Ozeki Train Wreck, Part 5 – Takayasu

Readers of the site know I have been a big fan of Takayasu for years, and I even hope that one day he can still win his first yusho. During the Nagoya basho, Takayasu injured his elbow in a day 8 match against Tamawashi, after Tamawashi’s poorly executed throw attempt ended with the Ozeki’s left arm injured at the elbow. Following that match, Takayasu struggled to finish to tournament with 8 wins. In the days following the basho, it was clear the injury was significant, and Takayasu skipped all extra activities to focus on recovery. Nobody was surprised he was kyujo from the entirety of Aki, and absent activities following that.

Since the publication of the Kyushu banzuke, Takayasu has tried to return to training, with the intention of entering the basho and securing at least 8 wins. He enters the tournament as a kadoban Ozeki, and must secure kachi-koshi to avoid a demotion to Sekiwake, where we find Tochinoshin this November.

Takayasu’s physical state, with just a few days to go prior to the first day of the basho, is not good. In training bouts he has shown little power on his left side, and a real tendency to protect his left arm. Clearly the damage to his elbow is still bothering him, and is impacting his sumo. His condition is poor enough that he struggled to defeat Onosho, Tomokaze and Ryuden. This is not a rikishi in condition for Ozeki sumo.

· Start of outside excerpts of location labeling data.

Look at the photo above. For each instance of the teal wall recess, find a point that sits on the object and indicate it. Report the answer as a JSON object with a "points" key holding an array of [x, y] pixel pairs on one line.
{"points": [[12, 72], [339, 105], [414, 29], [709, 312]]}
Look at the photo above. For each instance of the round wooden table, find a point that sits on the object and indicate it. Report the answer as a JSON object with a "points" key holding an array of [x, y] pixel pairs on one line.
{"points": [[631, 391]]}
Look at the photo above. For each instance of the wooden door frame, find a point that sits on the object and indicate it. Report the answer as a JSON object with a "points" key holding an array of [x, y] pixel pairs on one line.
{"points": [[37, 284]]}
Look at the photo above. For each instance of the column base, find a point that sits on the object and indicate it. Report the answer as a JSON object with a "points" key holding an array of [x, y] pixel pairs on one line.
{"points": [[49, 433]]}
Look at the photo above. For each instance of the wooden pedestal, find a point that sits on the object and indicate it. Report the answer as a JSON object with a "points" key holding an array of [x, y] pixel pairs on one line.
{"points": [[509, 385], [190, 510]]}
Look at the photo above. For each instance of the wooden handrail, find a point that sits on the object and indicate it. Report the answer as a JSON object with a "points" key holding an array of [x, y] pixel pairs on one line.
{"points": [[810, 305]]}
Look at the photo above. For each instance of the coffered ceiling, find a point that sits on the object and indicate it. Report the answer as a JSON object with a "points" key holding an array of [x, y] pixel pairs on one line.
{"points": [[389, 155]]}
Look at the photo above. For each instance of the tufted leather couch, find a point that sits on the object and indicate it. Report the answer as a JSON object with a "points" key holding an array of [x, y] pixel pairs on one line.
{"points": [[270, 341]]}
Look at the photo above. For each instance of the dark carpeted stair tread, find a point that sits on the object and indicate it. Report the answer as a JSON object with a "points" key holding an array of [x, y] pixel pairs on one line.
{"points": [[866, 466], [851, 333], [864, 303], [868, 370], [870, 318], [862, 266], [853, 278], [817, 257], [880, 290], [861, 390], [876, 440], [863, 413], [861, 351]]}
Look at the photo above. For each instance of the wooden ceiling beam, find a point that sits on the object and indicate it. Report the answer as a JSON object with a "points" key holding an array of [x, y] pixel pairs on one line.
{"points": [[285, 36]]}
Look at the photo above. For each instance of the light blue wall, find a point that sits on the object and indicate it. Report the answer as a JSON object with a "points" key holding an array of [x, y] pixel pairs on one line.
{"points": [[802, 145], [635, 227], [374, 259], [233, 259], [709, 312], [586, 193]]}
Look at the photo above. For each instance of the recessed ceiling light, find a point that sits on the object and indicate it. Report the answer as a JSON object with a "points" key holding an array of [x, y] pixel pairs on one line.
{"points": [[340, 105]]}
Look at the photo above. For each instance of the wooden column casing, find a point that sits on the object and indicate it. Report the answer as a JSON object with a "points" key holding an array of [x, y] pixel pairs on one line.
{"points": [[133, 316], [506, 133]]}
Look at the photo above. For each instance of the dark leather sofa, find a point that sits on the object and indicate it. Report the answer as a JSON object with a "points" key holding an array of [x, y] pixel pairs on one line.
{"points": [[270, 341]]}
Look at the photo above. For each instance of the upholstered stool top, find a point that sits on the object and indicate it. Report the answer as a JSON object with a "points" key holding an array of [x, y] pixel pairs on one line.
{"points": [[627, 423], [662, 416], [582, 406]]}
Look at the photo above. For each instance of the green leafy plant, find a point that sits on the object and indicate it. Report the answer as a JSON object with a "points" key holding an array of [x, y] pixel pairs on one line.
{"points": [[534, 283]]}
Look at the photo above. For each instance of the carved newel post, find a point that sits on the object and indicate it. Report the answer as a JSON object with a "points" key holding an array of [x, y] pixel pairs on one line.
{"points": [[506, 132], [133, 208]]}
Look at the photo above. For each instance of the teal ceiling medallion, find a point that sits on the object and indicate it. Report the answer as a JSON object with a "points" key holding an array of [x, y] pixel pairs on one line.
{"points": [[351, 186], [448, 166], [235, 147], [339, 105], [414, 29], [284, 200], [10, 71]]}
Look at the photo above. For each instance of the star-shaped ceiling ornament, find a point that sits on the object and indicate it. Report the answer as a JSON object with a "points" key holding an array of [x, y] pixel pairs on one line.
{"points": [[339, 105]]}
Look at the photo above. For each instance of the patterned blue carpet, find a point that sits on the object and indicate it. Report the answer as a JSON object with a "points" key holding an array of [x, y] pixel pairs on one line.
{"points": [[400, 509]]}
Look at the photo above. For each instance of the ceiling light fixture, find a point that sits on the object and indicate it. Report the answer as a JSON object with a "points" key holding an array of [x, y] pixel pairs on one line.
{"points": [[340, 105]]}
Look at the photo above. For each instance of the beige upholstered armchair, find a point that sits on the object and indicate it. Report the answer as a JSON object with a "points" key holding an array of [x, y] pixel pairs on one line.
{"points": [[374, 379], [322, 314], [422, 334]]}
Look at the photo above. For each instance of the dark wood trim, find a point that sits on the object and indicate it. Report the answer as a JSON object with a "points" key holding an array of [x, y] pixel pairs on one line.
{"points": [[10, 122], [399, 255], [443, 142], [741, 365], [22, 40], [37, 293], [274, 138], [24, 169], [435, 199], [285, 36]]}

Sadly, this may be a case of yet another Tagonoura kanban-rikishi who sustains a serious but treatable injury opting to let it “heal naturally” and in doing so, attenuating their sumo career.

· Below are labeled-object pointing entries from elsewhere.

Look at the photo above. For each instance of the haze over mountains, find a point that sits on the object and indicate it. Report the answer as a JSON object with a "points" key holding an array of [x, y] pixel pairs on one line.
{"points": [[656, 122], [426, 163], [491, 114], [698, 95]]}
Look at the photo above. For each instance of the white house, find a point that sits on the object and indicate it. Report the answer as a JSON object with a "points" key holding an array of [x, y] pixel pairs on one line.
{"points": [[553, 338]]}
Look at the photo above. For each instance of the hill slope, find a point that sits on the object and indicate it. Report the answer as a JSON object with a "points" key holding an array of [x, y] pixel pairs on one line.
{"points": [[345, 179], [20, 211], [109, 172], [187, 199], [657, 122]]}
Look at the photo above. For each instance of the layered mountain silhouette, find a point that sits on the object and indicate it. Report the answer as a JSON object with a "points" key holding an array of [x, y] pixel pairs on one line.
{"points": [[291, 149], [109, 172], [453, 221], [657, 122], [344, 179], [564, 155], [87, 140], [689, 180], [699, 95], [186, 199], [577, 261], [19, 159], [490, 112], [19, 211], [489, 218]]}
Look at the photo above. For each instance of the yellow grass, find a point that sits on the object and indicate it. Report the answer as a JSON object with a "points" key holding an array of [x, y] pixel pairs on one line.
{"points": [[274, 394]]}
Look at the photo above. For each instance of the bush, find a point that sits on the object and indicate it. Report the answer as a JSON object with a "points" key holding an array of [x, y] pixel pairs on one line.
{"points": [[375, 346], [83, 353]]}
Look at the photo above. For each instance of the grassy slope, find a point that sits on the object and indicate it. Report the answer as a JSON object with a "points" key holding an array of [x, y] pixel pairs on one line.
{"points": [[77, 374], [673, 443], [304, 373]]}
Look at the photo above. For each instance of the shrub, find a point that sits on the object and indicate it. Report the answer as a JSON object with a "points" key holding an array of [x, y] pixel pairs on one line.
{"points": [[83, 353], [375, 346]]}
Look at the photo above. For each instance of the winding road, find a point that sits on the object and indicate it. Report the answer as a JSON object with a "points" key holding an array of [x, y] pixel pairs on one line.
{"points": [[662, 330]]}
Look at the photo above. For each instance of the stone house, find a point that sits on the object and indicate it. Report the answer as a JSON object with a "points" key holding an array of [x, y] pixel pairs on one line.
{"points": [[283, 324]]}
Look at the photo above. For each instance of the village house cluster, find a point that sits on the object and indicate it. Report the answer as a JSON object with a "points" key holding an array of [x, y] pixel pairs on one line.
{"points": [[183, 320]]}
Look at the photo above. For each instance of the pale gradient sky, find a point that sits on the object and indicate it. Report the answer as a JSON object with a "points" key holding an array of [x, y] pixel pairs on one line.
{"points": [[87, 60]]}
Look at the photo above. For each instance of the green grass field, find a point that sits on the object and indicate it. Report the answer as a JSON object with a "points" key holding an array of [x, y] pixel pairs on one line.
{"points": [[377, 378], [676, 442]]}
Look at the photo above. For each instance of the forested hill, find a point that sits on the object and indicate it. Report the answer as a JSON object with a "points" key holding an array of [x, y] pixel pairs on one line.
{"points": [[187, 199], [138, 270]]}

13 thoughts on “Ozeki Train Wreck, Part 5 – Takayasu

  1. You make it sound like Takayasu should have a surgery on his relatively mildly twisted elbow with that last sentence. No thanks.

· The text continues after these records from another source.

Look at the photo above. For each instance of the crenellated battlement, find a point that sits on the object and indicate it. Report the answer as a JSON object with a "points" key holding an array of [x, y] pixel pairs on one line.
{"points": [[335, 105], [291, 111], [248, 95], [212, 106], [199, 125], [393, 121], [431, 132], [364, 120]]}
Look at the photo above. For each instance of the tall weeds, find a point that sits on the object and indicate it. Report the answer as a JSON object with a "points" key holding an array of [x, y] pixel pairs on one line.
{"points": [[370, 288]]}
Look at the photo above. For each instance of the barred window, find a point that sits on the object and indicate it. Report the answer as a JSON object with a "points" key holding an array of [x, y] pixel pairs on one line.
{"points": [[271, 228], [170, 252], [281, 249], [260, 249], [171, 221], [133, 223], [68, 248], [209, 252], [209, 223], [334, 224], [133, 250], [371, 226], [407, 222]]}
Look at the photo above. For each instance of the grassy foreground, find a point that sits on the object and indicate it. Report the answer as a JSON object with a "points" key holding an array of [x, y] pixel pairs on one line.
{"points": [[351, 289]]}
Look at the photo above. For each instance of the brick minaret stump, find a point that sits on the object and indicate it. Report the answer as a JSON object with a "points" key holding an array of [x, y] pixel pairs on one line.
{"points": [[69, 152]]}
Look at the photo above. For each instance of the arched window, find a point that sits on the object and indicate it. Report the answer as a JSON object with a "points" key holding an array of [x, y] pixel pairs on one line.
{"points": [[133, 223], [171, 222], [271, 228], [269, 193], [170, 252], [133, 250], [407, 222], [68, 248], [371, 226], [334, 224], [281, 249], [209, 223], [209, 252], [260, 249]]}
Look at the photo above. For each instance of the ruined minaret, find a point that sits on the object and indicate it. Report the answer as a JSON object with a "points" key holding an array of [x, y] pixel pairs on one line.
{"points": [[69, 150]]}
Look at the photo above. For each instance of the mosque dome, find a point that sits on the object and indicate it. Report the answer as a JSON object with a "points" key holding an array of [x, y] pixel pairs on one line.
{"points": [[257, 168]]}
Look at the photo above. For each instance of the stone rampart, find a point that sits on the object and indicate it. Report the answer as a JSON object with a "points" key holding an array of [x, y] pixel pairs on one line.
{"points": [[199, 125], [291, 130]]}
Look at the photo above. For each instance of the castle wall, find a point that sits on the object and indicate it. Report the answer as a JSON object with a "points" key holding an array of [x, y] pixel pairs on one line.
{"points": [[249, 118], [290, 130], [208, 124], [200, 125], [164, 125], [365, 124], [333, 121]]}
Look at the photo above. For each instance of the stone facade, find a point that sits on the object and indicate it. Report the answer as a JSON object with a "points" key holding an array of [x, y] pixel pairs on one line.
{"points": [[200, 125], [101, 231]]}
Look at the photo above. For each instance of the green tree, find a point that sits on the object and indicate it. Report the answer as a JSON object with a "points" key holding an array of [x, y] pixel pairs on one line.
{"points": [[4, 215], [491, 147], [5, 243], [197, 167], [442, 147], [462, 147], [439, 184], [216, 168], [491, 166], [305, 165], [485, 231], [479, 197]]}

    • He further injured himself by [insert non-complimentary adverb here] participating in an exhibition tournament after Aki basho. Of course, he is not doing himself any favors by practicing sumo right now.

  2. I’m not going to speculate what the appropriate medical approach to his injury is, but entering the tournament in his current shape seems outright delusional.

  3. Glad to be able to practice my career without being subjected to a Tamawashi elbow-lock throw.

    Didn’t he also injure Chiyonokuni with one of those?

    • Yes he did. What’s sad is if you watch the match with Takayasu, Tamawashi knows as soon as it happens what he did, and the emotion on his face is quite telling. Sad stuff all around.